Justice is the act of giving people what they deserve. The writer displays it as the acct of promoting virtue, maximizing welfare or respecting freedom. He shows moral reasoning as either categorical (which shows morality in certain duties and rights) or consequential (which locates morality in the consequences of an act). This text triggers a new perspective of looking into actions. In Hong Kong, hyper-inflation, food rationing and social oppression creates a debate on the fairness of the treatments. It was morally crooked however it was necessary to provide sustenance to the soldiers. Therefore what is right is not just all the time.

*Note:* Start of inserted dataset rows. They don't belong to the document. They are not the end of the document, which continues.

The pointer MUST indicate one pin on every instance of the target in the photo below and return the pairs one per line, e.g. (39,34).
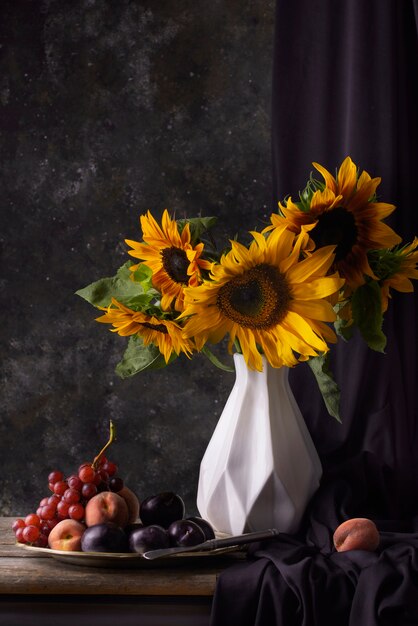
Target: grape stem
(112,436)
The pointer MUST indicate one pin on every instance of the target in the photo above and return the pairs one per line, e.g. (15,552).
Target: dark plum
(131,527)
(204,525)
(146,538)
(162,509)
(184,533)
(106,537)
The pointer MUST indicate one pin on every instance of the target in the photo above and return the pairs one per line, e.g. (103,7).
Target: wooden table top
(25,572)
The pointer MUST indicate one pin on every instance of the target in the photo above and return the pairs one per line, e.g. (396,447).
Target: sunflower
(165,334)
(406,260)
(345,214)
(266,299)
(174,261)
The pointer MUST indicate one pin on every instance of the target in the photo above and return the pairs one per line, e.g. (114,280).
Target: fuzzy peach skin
(132,501)
(106,506)
(66,535)
(358,533)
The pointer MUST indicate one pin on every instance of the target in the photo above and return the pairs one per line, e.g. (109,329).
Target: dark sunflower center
(160,328)
(336,227)
(259,298)
(175,263)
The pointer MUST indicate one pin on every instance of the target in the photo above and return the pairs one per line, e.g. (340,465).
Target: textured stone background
(108,109)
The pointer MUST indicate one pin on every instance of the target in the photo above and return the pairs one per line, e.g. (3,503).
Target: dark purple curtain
(344,84)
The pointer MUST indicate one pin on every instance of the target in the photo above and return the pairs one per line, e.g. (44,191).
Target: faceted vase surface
(261,467)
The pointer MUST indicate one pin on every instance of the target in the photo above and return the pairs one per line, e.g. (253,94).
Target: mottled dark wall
(108,109)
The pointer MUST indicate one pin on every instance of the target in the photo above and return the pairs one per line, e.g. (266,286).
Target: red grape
(76,511)
(86,474)
(55,477)
(74,482)
(71,496)
(88,490)
(60,487)
(45,529)
(52,522)
(48,512)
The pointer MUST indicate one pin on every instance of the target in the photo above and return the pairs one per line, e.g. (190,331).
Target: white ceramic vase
(261,467)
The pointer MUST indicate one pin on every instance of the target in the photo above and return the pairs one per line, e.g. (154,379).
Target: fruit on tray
(162,509)
(357,533)
(106,506)
(204,525)
(148,538)
(94,511)
(106,537)
(185,532)
(66,535)
(69,497)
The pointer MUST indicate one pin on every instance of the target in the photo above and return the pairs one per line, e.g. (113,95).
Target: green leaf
(326,383)
(343,330)
(215,361)
(138,358)
(368,316)
(198,225)
(143,276)
(120,286)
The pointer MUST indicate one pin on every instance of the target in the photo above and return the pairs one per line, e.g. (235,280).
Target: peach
(358,533)
(66,535)
(132,501)
(106,506)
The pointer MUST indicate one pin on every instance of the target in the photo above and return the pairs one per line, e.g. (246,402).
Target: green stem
(112,436)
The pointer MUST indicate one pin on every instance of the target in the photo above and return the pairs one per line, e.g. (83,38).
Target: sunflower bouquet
(324,265)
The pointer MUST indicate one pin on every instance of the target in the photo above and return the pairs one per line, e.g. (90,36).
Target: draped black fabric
(344,84)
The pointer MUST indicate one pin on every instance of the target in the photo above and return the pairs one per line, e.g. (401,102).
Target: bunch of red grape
(68,500)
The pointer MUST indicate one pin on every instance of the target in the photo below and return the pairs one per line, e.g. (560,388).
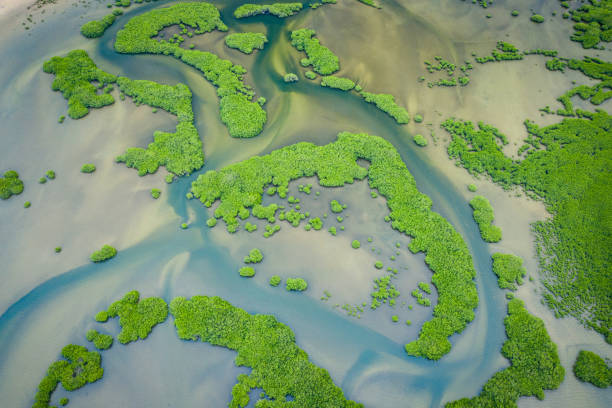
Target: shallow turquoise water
(365,357)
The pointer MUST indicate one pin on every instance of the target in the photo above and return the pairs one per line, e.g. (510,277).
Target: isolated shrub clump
(10,185)
(105,253)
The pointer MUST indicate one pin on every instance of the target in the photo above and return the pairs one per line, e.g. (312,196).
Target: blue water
(364,357)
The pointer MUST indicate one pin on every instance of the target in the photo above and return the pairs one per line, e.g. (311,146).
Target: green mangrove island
(308,204)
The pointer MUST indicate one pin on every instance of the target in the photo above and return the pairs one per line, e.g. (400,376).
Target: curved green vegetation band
(268,347)
(589,367)
(79,368)
(181,152)
(74,75)
(278,9)
(534,363)
(568,166)
(240,187)
(323,61)
(137,317)
(242,117)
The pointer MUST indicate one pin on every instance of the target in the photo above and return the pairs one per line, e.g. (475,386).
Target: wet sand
(113,205)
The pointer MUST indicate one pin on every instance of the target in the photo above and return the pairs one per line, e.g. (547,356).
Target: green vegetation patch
(10,184)
(88,168)
(137,317)
(384,291)
(105,253)
(534,363)
(100,341)
(246,42)
(74,77)
(180,152)
(275,280)
(254,256)
(596,94)
(589,367)
(509,270)
(483,215)
(593,23)
(420,140)
(247,271)
(243,117)
(95,28)
(240,187)
(279,9)
(370,3)
(336,207)
(386,103)
(323,61)
(79,368)
(344,84)
(569,170)
(296,284)
(504,52)
(278,366)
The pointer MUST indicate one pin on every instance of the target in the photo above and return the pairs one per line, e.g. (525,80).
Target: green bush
(534,363)
(592,23)
(95,28)
(278,367)
(79,368)
(290,77)
(240,187)
(74,75)
(246,42)
(483,215)
(589,367)
(247,272)
(275,280)
(565,171)
(315,223)
(255,256)
(137,317)
(88,168)
(181,152)
(384,292)
(323,61)
(419,140)
(296,284)
(386,103)
(310,75)
(10,185)
(105,253)
(243,117)
(278,9)
(509,270)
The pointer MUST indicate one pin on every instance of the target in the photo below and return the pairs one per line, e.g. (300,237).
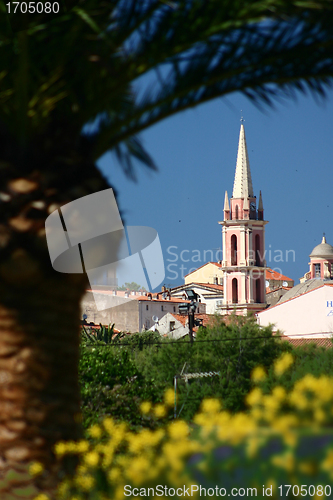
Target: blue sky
(291,158)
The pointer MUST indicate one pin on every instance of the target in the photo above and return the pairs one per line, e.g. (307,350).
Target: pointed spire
(260,205)
(243,181)
(226,202)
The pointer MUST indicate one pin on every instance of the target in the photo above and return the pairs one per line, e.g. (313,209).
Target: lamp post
(189,309)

Welfare, freedom and virtue are the main determinants of a free and just society. Justice relies on the distribution of income and wealth, duties and rights, powers and opportunities, offices and honor. Price gouging is considered a vice. Inflated prices arise due to “vultures” capitalizing on people’s hardship and misery. According to the society and majority views, this is unjust. It is greed, a single-minded desire for gain. However, this is practical in daily lives. Economists view the debate as biased as according to them there is no ‘just price’ as supply and demand dictate a free market.
The awarding of the Purple Heart medal to physically injured soldiers is inconsistent with my thinking. The dispute illustrates the moral logic of the theory of justice. There is no justice without a clear stipulation of virtues. This should not be the case as sacrifices are equal and denying the psychologically affected soldiers a medal is unfair. Similarly, the runaway trolley is inconsistent with my thinking. Saving lives of five by killing one person is morally wrong as the person is not involved in the decision and that is murder. No matter the arguments this is not fair or just.